Hastalar Risalesi 5. Deva

Misafir Kalem

Ahmet Şahin’in yazısı

Hastalar Risalesi 5. Deva hakkındaki düşüncelerimi paylaşmak istiyorum. İlk cümlede aktarılan zaman ifadesi benim dikkatimi çekti. O yüzden önce zamanı anlamak gerekiyor. Her şeyin maddiyata bağlandığı insanların değeri cebindeki paraya, bindiği arabaya göre ölçüldüğü, haram-helal ve yalan-dürüstlük arasındaki sınırın kalmadığı, insanın fıtratında bulunan ve doğuştan itibaren sınır konulamayan ancak ve sadece şeriatle etrafına bir had çekilebilen kuvve-i şeheviye, kuvve-i gadabiye, kuvve-i akliyenin kontrol altına alınmasının çok zorlaştığı zamanlar…

İlacın bulunduğu ama o ilacın gafletle, günahlarla etkisini yitirdiği, akılların ve zihinlerin dünyaya ait geçim derdi, dünyevi, maddi makamlar için rekabet, arabanın modelini, evin modelini yükseltmek, daha refah ve lüks içinde yaşama yarışı gibi değişik konularla meşgul edildiği zamanlar…

Peygamberimizin (asm) ve İslam ümmetinin asırlarca fitnesinden şerrinden zararından sığındığı, dostlukların, akrabalıkların, ümmet olma davasının, uygulamada anlamını yitirdiği, ehl-i sünnet cemaatlerin ve Risale-i Nur talebelerinin rıza-i ilahi, karşılığında bir şey beklemeden hizmet etmek, dini siyasete alet etmemek, saygı çerçevesinde fikir özgürlüğünü idame ettirmek, her türlü baskıdan uzak kalabilmek, özgünlüğü ve özgürlüğü koruyabilmek gibi kavramlardan uzaklaştığı bir zaman bu zaman.

Zamanın zorluğu nisbetinde Rabbimiz manevi hediyelerini yolluyor, bunlardan birisi de hastalıklardır. Kimileri için hastalıklar İlahi bir ihsan ve rahmani bir hediye mahiyetini alabiliyor.
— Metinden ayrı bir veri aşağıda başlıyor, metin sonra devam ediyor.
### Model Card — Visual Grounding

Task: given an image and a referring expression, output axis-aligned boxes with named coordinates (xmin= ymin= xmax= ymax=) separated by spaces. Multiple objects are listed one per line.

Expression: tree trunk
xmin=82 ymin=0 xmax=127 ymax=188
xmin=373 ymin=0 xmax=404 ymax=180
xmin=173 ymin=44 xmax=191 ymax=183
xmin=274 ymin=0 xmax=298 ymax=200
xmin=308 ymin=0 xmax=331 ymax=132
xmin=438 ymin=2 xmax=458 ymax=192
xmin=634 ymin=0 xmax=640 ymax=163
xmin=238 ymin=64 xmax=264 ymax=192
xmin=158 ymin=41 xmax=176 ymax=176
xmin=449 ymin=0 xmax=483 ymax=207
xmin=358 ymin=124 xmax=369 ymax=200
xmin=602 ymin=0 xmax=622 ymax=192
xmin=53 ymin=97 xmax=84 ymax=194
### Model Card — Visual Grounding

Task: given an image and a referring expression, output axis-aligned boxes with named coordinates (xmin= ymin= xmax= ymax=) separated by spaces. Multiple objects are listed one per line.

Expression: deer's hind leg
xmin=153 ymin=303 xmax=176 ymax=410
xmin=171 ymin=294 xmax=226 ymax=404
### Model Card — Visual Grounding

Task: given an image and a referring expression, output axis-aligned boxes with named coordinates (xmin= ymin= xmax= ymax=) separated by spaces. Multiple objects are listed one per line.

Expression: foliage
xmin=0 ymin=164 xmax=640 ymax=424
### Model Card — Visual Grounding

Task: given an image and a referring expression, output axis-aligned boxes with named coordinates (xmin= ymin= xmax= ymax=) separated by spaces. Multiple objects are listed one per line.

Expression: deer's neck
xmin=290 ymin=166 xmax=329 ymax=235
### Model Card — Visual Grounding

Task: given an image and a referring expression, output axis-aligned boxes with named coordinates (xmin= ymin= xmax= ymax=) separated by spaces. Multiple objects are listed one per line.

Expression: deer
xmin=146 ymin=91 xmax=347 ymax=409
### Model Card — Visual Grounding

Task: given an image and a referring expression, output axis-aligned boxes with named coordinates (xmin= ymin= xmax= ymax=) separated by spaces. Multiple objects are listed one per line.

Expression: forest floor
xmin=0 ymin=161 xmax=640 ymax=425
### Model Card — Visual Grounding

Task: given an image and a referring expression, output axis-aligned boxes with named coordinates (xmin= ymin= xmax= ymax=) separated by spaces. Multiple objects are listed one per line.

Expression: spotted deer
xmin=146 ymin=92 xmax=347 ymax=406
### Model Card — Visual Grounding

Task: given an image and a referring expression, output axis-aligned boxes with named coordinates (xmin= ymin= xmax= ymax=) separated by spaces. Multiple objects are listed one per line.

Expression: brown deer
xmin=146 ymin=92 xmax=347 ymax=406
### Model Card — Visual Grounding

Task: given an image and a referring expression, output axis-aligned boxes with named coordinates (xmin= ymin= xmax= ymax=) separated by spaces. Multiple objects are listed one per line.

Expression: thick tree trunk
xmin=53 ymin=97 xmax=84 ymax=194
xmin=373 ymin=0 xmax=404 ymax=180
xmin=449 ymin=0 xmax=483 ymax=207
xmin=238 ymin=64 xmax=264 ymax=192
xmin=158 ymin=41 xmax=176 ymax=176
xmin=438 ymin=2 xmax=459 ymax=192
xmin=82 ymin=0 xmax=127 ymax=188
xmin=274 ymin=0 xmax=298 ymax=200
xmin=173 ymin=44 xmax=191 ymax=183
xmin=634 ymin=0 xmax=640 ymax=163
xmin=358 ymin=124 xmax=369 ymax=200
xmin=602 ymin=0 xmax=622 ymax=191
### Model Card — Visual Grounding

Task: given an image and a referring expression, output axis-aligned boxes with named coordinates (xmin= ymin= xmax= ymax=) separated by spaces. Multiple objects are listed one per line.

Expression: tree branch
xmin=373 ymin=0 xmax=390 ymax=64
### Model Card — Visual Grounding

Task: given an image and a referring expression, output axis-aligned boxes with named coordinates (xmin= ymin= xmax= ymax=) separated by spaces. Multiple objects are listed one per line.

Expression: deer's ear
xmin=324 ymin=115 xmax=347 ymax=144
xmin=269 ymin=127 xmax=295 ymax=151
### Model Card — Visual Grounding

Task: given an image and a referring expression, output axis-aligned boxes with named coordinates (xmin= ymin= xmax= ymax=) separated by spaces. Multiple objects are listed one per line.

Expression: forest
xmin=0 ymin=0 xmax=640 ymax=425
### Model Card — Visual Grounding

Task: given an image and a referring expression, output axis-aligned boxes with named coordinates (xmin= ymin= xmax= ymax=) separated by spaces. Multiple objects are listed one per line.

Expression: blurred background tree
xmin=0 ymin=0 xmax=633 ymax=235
Zamanı bu kadar güzel okuyabilen ve tarif eden Bediüzzaman Hazretleri gerçekten de iyi bir gözlemcidir. Ali Ulvi Kurucu Tarihçe-i Hayatın önsözünde onun iktisatçılığından bahsederken, böyle yemek içmek gibi basit şeylerle mukayese etmeyi çok görür. Zira, onun yüksek iktisatçılığını mânevî sahalarda tatbik eder ve maddî olmayan ölçülerle ölçer, aynen bunun gibi onun gözlem kabiliyeti sadece dünya hayatıyla sınırlı değildir zira insan bir yolcudur, sonsuzluğa doğru yürür. Bundan dolayı hastalığı bir ihtar edici olarak görür, vazifeli olarak yorumlar. Şefkat edip acımaz, dua etmez, hastalığın vazifesini bitirmesini bekler. Hastalığın, kabir hayatını ve arkasındaki uhrevi menzilleri gösteren bir dürbün olduğunu ve insanı gaflet uykusundan uyandırıp davranışlarını düzenlemesine bir vesile olduğunu söyler.

Bazıları için hastalığın sıhhat, bir kısım emsalindeki sıhhatin bir hastalık olduğundan bahseder. Böylelikle düşüncelerdeki hastalıkları temizler, hastalığın mahiyetini, vazifesini görevini insana kısacık bir paragrafta herkesin anlayabileceği bir şekilde, veciz bir tarzda beyan eder.

Hastalığın maddi kısmından çok manevi kısmını, zihinsel ve psikolojik yönünü tedavi eder. İnsanı musibetten manaya çıkarır. İslami, insani bakış açısını veciz ifadelerle sunar. Kalpleri, ruhları rahatlatır. Bu cihetle İnsanın dünyaya geliş amacı doğrultusunda olan vazifeye hizmet eden bir görevlidir hastalık. Bunun böyle olduğunu idrak eden ve anlayan ruhlar için günümüzdeki salgının da mahiyeti bir nebze anlaşılır. Bir hekim olarak bu bakış açısını yakalayan hastalarla diğer hastalar arasındaki fark gayet net gözlemlenebiliyor.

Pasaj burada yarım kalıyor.